The plaintiffs, who included teachers, orchestra conductors, and film archivists, said they relied on the free availability of these foreign works and argued that the law violated the copyright clause of the Constitution and their First Amendment rights.

But in a 6-to-2 decision (Justice Kagan did not participate in the case), the court rejected arguments based on the First Amendment and the Constitution's copyright clause. This means works that were once in the public domain are now protected by copyright, requiring someone wishing to use them to seek permission from the copyright holder.

Seeing Red

On the trademark front, no one ended up seeing red when the U.S. Court of Appeals for the Second Circuit issued its decision in Christian Louboutin SA v. Yves Saint Laurent America Inc. Both parties walked away claiming a win.

The court held that Christian Louboutin, maker of the famous high heels with the Chinese Red soles, had a valid and enforceable trademark for the use of those red outsoles. But the trademark protection would only hold when the rest of the shoe was a contrasting color, because this look is what gave the brand its "distinctiveness," the court said.
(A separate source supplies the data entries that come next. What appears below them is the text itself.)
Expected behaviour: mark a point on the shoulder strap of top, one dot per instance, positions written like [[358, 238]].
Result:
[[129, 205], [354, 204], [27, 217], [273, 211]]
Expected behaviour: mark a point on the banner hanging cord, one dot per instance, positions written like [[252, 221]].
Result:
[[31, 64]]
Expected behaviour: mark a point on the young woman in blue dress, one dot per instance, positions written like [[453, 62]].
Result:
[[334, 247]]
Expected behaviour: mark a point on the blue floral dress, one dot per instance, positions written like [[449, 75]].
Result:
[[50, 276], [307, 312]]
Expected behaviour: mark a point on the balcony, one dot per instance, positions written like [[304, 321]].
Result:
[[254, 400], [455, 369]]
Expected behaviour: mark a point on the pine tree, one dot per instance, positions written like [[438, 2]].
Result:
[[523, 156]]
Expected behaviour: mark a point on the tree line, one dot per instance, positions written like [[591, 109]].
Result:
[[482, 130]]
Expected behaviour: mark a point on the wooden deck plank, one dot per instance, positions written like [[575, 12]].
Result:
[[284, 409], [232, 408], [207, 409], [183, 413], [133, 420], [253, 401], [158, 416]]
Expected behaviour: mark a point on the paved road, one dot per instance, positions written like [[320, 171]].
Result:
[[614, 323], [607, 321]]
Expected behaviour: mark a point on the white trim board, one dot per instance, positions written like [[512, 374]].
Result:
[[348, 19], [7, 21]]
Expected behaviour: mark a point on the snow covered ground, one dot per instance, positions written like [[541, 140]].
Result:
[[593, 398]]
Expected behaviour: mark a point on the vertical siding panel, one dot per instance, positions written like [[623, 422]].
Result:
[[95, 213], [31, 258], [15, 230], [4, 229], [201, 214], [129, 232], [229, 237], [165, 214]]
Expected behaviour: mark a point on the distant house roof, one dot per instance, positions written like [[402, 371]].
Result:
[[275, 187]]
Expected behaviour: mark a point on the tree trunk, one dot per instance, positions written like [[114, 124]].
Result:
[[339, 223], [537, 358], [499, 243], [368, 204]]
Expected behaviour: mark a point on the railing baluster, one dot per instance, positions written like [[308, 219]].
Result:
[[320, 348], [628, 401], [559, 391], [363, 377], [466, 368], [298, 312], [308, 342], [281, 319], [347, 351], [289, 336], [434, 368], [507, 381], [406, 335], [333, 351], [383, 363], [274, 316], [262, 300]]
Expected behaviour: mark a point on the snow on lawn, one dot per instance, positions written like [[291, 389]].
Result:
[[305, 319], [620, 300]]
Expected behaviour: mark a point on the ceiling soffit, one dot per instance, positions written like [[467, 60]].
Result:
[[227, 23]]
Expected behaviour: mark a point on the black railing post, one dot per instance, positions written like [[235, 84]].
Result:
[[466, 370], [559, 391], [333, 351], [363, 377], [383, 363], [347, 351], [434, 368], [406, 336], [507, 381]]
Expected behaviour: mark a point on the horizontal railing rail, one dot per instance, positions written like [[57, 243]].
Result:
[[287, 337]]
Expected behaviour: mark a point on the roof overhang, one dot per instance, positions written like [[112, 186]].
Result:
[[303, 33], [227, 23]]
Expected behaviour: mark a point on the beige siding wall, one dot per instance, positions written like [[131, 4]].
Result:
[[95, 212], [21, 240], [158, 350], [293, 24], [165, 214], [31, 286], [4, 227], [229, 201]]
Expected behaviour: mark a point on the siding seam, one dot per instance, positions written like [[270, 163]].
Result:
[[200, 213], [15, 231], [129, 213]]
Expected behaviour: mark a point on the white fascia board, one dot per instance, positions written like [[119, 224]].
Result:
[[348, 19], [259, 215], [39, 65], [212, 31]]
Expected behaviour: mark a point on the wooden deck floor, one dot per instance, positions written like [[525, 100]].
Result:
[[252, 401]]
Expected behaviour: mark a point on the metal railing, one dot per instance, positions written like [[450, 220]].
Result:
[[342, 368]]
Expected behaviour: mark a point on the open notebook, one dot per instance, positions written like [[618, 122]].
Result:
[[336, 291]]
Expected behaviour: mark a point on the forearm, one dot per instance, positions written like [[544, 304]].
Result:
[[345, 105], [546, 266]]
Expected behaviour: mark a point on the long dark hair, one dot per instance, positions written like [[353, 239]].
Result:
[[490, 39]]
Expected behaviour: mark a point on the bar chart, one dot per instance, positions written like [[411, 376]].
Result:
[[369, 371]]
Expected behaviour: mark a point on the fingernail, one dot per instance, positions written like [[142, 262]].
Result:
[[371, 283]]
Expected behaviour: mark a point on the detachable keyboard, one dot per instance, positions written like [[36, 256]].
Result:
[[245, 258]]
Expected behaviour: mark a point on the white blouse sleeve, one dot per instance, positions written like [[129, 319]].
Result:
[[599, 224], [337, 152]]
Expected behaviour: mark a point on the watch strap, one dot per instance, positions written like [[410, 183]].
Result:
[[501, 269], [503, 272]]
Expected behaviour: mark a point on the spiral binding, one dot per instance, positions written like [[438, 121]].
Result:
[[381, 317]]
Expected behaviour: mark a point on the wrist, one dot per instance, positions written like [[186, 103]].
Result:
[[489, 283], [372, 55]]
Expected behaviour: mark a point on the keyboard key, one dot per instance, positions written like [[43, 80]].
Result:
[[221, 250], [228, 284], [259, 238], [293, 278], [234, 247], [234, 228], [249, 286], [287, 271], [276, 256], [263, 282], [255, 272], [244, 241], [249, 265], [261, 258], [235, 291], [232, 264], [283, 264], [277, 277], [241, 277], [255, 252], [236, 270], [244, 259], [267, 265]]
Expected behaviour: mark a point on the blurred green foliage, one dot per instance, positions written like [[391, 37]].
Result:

The ruling stemmed from a decision in which a federal district court judge in Manhattan refused to grant a preliminary injunction against Yves Saint Laurent for selling red high-heeled shoes that Louboutin claimed infringed its trademarked design. The YSL shoes at issue were entirely red, from the insole to the outsole, to the heel and the "upper" part of the shoe. U.S. District Judge Victor Marrero acknowledged the popularity of the Louboutin shoe but said under the law, a single color can never serve as a trademark in the fashion industry.

Not so, the appeals court said. It found that the district court judge misinterpreted the "doctrine of aesthetic functionality" and ruled that the Louboutin brand could trademark its red sole. It also ruled, however, that Yves Saint Laurent would not be infringing if it sold its monochrome red shoes, which allowed both sides to walk away kicking up their red high heels.